Gene gli dardeggiò un'occhiata obliqua, ma non parve neppure vederlo. Si grattò la testa — Cirocco trasalì nell'osservare quanto profondamente le sue dita affondassero nella protuberanza frontale — e borbottò qualcosa fra sé. Sembrava non essere più consapevole della loro presenza.

— Gaby — bisbigliò Cirocco. — Ma come mai… quel modo di parlare, non è…

— Zotico? Bizzarro? Colloquiale? — Un angolo delle labbra le s'incurvò in un sorriso amarognolo. — Curioso, eh, per uno laureato ad Harvard, un niuiorchese in forza alla NASA… è questo che vuoi dire? Rocky, Gene è il più infelice figlio di puttana che sia mai vissuto. Quella là gli ha giocato certi scherzetti, che al confronto quelle che ha fatto a noi paiono simpatiche birichinate. Guardagli la testa. Avanti, devi solo guardargliela.

Sin dal momento del loro arrivo, a onor del vero, Cirocco non aveva quasi fatto altro.

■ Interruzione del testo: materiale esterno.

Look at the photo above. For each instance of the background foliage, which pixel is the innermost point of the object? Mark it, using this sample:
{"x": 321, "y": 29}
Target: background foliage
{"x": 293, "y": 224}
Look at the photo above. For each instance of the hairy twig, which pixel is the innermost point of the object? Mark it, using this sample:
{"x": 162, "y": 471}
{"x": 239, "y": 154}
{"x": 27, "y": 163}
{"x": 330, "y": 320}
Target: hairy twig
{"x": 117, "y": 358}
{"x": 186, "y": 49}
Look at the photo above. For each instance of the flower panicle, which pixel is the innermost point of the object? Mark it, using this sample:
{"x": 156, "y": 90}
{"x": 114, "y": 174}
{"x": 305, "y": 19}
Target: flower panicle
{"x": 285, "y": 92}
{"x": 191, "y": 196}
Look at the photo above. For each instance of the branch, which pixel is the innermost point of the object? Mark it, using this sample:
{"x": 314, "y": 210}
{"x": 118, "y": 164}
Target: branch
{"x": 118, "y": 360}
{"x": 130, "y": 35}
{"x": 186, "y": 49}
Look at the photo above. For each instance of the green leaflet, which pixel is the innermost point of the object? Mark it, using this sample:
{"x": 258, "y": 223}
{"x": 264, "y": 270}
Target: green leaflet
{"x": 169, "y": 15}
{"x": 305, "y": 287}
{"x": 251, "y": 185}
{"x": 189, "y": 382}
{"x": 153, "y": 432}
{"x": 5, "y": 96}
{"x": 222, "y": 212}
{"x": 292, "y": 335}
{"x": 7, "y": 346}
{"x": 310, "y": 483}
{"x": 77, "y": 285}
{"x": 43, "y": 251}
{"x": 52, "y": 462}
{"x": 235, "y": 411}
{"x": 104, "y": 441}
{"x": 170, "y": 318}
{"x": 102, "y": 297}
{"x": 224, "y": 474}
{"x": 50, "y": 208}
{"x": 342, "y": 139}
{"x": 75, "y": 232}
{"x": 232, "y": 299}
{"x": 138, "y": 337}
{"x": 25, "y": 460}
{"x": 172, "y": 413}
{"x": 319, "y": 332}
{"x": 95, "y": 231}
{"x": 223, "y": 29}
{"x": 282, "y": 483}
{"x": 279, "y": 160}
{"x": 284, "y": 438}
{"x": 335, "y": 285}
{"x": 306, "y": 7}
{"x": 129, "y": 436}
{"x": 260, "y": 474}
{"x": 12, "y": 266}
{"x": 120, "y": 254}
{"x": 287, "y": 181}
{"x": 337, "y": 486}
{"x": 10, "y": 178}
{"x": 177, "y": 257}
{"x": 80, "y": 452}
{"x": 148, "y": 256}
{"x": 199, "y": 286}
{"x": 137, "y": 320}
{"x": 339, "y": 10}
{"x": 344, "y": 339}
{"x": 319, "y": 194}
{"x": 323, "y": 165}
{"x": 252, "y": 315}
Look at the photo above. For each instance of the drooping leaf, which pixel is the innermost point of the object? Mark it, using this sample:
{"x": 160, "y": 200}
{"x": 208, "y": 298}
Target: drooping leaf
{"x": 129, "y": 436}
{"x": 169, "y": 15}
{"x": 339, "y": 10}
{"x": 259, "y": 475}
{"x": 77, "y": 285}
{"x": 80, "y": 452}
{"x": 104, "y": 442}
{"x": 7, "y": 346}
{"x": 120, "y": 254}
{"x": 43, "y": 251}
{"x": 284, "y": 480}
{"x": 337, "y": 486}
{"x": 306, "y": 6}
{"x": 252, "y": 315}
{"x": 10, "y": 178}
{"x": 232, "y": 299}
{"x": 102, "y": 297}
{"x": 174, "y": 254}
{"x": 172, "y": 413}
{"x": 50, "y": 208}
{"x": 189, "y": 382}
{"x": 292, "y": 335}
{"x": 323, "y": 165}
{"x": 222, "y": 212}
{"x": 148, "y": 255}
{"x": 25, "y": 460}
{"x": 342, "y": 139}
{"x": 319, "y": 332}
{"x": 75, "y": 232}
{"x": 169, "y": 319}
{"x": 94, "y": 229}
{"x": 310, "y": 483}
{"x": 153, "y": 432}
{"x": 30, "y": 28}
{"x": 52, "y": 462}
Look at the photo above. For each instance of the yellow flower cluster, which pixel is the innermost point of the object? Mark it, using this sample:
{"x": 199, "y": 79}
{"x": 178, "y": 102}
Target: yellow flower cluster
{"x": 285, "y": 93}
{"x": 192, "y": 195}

Ora, però, si sentì afferrare anche da un'impellente coazione a toccarla, quella testa. Resisté per quanto le riuscì, poi si alzò, andò ad inginocchiarglisi dinnanzi, e gli appoggiò sulla fronte il palmo della mano. Ne ricavò un'impressione di morbida cedevolezza. Sottopelle, qualcosa si moveva pigramente.

Pensò che avrebbe dovuto sentirsi nauseata, però non lo era. Fissò la propria mano come se appartenesse a qualcun altro, e avvertì il potere che in essa si andava accumulando. Gene alzò lentamente le mani, le strinse attorno all'avambraccio di lei, ma non fece alcun tentativo per allontanarla. Cirocco percepì chiaramente la sua inquietudine. E provò l'assurdo impulso — assai vicino a un cedimento isterico — di gridargli — Guarisci!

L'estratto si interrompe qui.